Saturday, September 19, 2009
Surgery Explanation 1
I found this picture on the internet. It is of a normal heart, then three below it with Pulmonary Atresia VSD, which is what Dr. Cleveland referred to is as (as opposed to Tetralogy of Fallot with Pulmonary Atresia).
In the first pic, a healthy heart, you can see the pulmonary artery (labeled PA), then in the pic labeled 1, you see hole between the RV & LV (right & left ventricle). This hole is called a Ventricular Septal Defect, or VSD. The PA shown in pic 1 is skinny but in Scarlett's heart it's absent. Pic 1 also shows MAPCAs (major-aorticopulmonary collateral arteries ), one of which was coiled off during Scarlett's heart cath last Wednesday.

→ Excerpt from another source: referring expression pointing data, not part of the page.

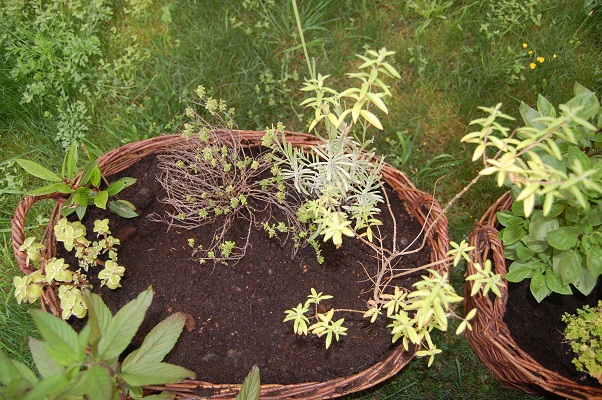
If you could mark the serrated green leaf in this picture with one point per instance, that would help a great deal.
(98, 383)
(87, 173)
(38, 171)
(141, 374)
(99, 317)
(538, 287)
(58, 335)
(101, 198)
(44, 363)
(251, 387)
(159, 341)
(50, 387)
(123, 326)
(11, 371)
(119, 185)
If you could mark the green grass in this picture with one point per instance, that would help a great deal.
(252, 58)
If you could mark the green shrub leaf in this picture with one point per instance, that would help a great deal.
(564, 238)
(123, 208)
(44, 363)
(38, 171)
(60, 337)
(123, 326)
(594, 260)
(119, 185)
(141, 374)
(519, 273)
(538, 287)
(101, 198)
(570, 267)
(159, 341)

During the "full repair", Dr. Cleveland will patch the hole (the VSD) and he will implant a homograft to replace the pulmonary artery. Picture 2 shows the hole (VSD) being patched, and Pic 3 shows the homograft.
What is tricky during this surgery is that Dr. Cleveland has to test her arteries, veins, vessels, valves for pressure resistance. He is going to go in and place the homograft. After the homograft (which Dr. C confirmed will be human tissue, not pig tissue) is placed, Dr. C has to do a series of pressure tests. Based on the results of these tests, [how her heart is going to behave/react to the homograft], he will continue with patching up the hole (VSD), and completing the surgery.
However, if during the pressure tests, her heart is working overtime, and the pressures are too high, he's going to take out the homograft, leave the hole open (unpatched), and just replace her shunt with a bigger shunt.
She's going into surgery on 10/1 at 7:30am. Dr. Cleveland said that hopefully around 1:00pm, he will be able to determine whether or not he can complete the the full repair or not. We will be in the PCTICU (in her room) waiting. Dr. C will call the PCTICU with status updates during her surgery (just like they did the first time).
This is just a small part of what her surgery will consist of. I will post more about her procedure in the days to come. But her surgery is going to be a lot more complicated than I described above. Because of her MAPCAs, it complicates things. Also, because her existing pulmonary arteries (the ones going left/right, not the one going up/down) are also underdeveloped, there may be other complications that arise. This might be a little too technical or confusing , but I thought I'd at least try to explain why her surgery is higher risk and more complicated than a 'regular' Tetralogy of Fallot full repair. Thanks for reading.